Purpose: The FHIT gene, which spans the FRA3B fragile site at chromosome 3p14.2, is a candidate tumor suppressor gene in breast carcinomas. In this study, we would like to delineate more precisely its role in breast tumorigenesis.

Experimental Design: To confirm the tumorigenic role of FHIT, 46 sporadic invasive ductal carcinomas of the breast were tested for the “two hits” required to inactivate this gene. Microsatellite loss of heterozygosity (LOH) was considered as the first hit. To examine the possibility that hypermethylation serves as the second hit for FHIT inactivation, methylation of 5′-CpG islands of FHITwas analyzed by methylation-specific PCR.

Results: LOH was detected in 8 of 40 informative tumors, and hypermethylation was observed in 22 of 46 (48%) cases. Aberrant FHIT protein expression was found in 31 of 46 (67%) cases examined. All seven tumors showing both LOH and hypermethylation showed complete loss of Fhit protein expression. In addition, a significant positive association was found between the existence of LOH and 5′-CpG island hypermethylation (P = 0.04), which was consistent with the two-hit model.

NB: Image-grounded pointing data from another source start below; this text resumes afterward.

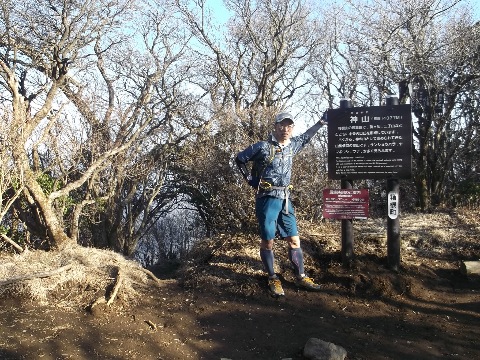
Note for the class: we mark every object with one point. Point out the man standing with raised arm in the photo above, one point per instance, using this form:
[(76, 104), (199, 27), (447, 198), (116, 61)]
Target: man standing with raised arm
[(270, 175)]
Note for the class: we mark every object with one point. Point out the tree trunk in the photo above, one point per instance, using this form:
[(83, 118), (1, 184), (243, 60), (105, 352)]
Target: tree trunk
[(55, 233)]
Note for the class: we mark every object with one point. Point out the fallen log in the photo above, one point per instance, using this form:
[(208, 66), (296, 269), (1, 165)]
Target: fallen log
[(36, 275), (470, 267)]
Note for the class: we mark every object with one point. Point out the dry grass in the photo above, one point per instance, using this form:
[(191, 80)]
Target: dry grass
[(226, 259), (91, 274)]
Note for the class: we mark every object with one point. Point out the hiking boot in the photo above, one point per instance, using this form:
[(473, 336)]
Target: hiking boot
[(275, 286), (307, 283)]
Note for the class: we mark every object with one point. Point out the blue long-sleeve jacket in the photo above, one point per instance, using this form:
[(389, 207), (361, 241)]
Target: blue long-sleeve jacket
[(277, 171)]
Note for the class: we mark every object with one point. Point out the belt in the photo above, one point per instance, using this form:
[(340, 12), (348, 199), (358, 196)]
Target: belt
[(266, 186)]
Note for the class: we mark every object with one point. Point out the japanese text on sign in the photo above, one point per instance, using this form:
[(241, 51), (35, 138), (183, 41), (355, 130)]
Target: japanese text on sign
[(370, 142), (345, 204)]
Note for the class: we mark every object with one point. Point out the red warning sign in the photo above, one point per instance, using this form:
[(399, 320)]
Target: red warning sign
[(345, 203)]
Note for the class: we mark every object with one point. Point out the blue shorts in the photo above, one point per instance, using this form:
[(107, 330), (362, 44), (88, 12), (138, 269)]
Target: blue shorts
[(271, 218)]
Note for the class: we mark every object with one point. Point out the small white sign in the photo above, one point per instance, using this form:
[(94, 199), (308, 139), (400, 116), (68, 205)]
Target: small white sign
[(393, 204)]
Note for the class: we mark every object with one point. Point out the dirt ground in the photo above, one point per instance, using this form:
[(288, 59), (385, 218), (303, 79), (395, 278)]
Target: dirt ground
[(216, 305)]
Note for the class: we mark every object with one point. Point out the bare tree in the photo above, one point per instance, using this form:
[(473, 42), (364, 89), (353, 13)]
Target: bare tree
[(96, 118), (429, 45)]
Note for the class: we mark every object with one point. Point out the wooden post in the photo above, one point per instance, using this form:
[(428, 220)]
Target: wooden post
[(347, 224), (393, 212)]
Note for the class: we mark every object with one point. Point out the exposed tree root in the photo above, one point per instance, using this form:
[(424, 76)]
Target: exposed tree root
[(35, 276), (11, 242)]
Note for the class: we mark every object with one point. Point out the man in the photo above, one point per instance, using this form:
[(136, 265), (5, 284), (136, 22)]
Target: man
[(270, 175)]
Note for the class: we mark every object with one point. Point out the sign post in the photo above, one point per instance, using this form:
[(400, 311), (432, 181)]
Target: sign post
[(347, 224), (371, 143)]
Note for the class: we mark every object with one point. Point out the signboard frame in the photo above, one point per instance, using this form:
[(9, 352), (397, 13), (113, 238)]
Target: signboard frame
[(370, 142)]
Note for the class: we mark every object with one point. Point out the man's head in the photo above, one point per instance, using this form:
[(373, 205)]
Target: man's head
[(283, 127)]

Conclusions: To our knowledge, this study provides the first evidence that biallelic inactivation of FHITby LOH and hypermethylation leads to the complete inactivation of FHIT gene in patients with breast cancer. Silencing of the FHIT gene by promoter hypermethylation occurs in primary breast carcinomas, especially those with LOH. These findings support a role for this tumor suppressor gene in sporadic breast tumorigenesis.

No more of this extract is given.